Буриданы — страница 63 из 80

— Но они же не пришли.

Эрвин все еще не мог понять, что стоит за решением Шапиро, разные предположения мелькали в голове, в том числе весьма подлые.

— Возможно, вы думаете, что я беспринципный человек, — продолжил Шапиро иронично, ему-то как раз не составляло труда читать мысли Эрвина. — Нас, евреев, часто обвиняют в том, что мы ради денег готовы на все. — Он посерьезнел. — Это и так, и не так. Деньги для нас действительно важны, но важны они потому, что это наше единственное средство самозащиты. У нас нет своего государства, которое ограждало бы нас от врагов, мы должны справляться каждый сам по себе, и если помогаем друг другу, то тоже, так сказать, своими силенками. У нас нет армии, пограничников и полиции, и нас редко берут на работу в эти службы. Для вас наверняка не секрет, что в нашей стране нет ни одного судьи или прокурора из моих соплеменников, одни адвокаты. Или что нашим врачам нет места в государственных больницах, они все работают частным образом. Словом, мы никогда не можем надеяться, что кто-то нас поддержит, вытащит из беды, — наоборот, за нами следят и проверяют нас намного тщательнее, чем остальных, иногда просто ищут способ создать нам проблемы. Без денег мы в таком мире, в лучшем случае равнодушном, в худшем — враждебном, никак бы не выжили. Но это не значит, что у нас нет принципов.

Он выдержал паузу, выпрямился, и когда заговорил снова, его голос был совсем другим, жестким, даже резким, а его маленькие темные глазки сверлили Эрвина холодно и беспощадно.

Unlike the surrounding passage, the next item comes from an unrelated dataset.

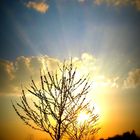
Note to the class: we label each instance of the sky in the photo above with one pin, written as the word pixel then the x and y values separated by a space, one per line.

— Например, у нас есть принцип не вступать в брак с людьми других национальностей. Нас и так мало, и если бы мы не следовали этому правилу, мы растворились бы и вскоре перестали существовать. Нашей молодежи это часто не нравится, я тоже был в юном возрасте влюблен в одну русскую, но отец запретил мне даже мечтать о браке. «Дружи с кем хочешь, но жениться ты должен на еврейке», — сказал он. Тогда я его не понимал, а теперь я убежден, что он был прав.

Он снова откинулся на спинку кресла.

— Теперь что касается вашего дяди. Конечно, достойно сожаления, что он вступил в такую организацию. Но давайте не забывать, что человек вообще часто заблуждается, среди нас, евреев, тоже немало таких, которые свернули с правильной дороги. И к тому же он все-таки ваш родственник. Так что я тут моральных преград не вижу. Разумеется, вам придется проделать основную работу самому. Если это вас устраивает…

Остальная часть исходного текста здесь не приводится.